Strategic commentary: The growth rate of photonics in the UK is “twice the speed of the rest of the UK economy”. (electrooptics.com)
This indicates competitive advantage and momentum.

My interpretation

The “£170 billion opportunity” is justified if you assume: expansion of laser/photonic applications (beyond component manufacturing into system markets), significant export growth, high value-added jobs, and productivity gains across sectors (manufacturing, defence, health).
But the multiplier is large: from ~£18.5 billion today to capturing perhaps £100s billion over a decade means careful strategy, heavy investment, and deep linkage across supply chain, adoption and global markets.
Commentary suggests that while the UK has capability, the adoption gap (getting laser/photonic tech into mass manufacturing, scaling exports) is the risk. Without adoption, growth stalls.

Key Considerations & Risks (Commentary)

A cautionary case: Some UK laser companies face funding and scaling challenges. (E.g., though not always laser‐specialised, the example of a Scottish laser/photonic firm entering administration underscores risk in commercialisation). (The Scottish Sun)
The export market is highly competitive: Germany, US, China are strong in lasers/photonic manufacturing. UK must differentiate — either via niche high‐performance, manufacturing adoption, or system-integration leadership.
Scaling from component to system/application is non-trivial: moving from selling a laser to embedding it into manufacturing lines, sensors, weapons, medical devices requires cross‐industry collaboration, regulatory compliance, large order volumes and reliability.
Skills, materials and supply-chain gaps remain: High-power lasers, advanced optics, materials (e.g., special crystals, coatings) often rely on global supply chains. UK firms must secure supply resilience.
Government policy, funding and anchor demand matter: Without major anchor projects (defence, infrastructure, manufacturing modernisation) and investment, growth may be slower than forecast.

Final Take-Away

In my view, the UK’s laser/photonic opportunity is real and significant — the foundational metrics (industry size, productivity, growth rate) support it strongly. The case studies (Vector Photonics, DragonFire, industry growth statistics) show how it manifests.

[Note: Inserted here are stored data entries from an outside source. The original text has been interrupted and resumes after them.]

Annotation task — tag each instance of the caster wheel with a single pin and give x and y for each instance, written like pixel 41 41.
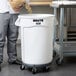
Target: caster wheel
pixel 34 70
pixel 22 67
pixel 47 68
pixel 59 62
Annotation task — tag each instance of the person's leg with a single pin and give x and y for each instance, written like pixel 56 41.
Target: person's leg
pixel 4 18
pixel 12 36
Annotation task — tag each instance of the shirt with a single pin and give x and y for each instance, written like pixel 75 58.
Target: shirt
pixel 6 7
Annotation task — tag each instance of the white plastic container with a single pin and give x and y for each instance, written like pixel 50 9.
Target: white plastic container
pixel 37 33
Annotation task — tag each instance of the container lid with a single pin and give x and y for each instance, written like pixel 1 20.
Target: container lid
pixel 35 15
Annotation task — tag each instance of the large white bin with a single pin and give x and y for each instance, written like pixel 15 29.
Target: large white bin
pixel 37 33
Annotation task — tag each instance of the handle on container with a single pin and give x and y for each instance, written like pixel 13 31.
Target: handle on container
pixel 17 23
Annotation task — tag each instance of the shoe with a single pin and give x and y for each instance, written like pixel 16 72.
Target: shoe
pixel 0 67
pixel 17 62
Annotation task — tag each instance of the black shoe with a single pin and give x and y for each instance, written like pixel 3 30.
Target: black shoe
pixel 17 62
pixel 0 67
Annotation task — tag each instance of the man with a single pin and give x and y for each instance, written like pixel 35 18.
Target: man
pixel 8 29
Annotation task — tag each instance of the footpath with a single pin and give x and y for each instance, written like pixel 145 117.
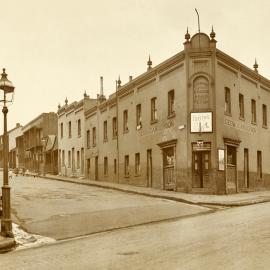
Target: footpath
pixel 231 200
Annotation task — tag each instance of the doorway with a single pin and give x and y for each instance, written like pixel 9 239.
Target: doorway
pixel 169 168
pixel 96 168
pixel 149 168
pixel 246 168
pixel 201 168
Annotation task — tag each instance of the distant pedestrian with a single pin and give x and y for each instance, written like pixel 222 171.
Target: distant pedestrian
pixel 10 174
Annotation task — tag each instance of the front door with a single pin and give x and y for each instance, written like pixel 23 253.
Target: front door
pixel 149 167
pixel 201 163
pixel 169 168
pixel 96 168
pixel 246 169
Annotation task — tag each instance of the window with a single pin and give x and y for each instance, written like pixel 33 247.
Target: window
pixel 94 136
pixel 253 111
pixel 153 110
pixel 79 128
pixel 137 163
pixel 63 157
pixel 264 108
pixel 125 117
pixel 138 116
pixel 105 134
pixel 88 138
pixel 241 106
pixel 105 166
pixel 78 159
pixel 127 165
pixel 69 129
pixel 171 103
pixel 114 166
pixel 62 131
pixel 227 101
pixel 114 127
pixel 259 164
pixel 69 159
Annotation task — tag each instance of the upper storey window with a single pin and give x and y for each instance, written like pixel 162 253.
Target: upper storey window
pixel 227 100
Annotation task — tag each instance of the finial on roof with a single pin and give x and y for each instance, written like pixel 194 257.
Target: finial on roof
pixel 212 34
pixel 119 82
pixel 256 66
pixel 149 63
pixel 187 35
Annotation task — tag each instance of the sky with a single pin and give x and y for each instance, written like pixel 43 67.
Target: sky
pixel 53 49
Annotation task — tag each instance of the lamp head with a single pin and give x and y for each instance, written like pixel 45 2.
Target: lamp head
pixel 5 84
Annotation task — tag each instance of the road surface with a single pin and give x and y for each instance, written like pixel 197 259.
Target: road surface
pixel 63 210
pixel 234 239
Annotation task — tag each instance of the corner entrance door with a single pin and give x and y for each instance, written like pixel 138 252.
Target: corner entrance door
pixel 201 161
pixel 169 168
pixel 149 167
pixel 246 168
pixel 96 168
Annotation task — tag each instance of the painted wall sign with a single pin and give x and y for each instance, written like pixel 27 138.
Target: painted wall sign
pixel 239 125
pixel 221 159
pixel 201 122
pixel 201 93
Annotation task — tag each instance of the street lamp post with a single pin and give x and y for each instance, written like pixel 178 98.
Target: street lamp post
pixel 6 222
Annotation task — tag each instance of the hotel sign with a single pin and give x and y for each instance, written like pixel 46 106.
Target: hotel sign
pixel 201 122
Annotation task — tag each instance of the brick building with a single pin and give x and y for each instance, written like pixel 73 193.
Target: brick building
pixel 35 135
pixel 71 137
pixel 197 122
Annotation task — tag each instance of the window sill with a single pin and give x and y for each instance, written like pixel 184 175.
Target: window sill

However, to truly capture something in the region of £170 billion, the UK will need to execute across a number of dimensions:

Turn advanced laser/photonic technologies into widespread adoption in manufacturing, defence, healthcare, energy.
Scale exports and global market share.
Build the supply chain, skills and ecosystem.
Align policy and investment to accelerate the adoption and scale-up rather than just R&D.

If done well, the UK could become a global hub for light-enabled technologies, not just a niche player. If not, the growth may remain smaller in scale.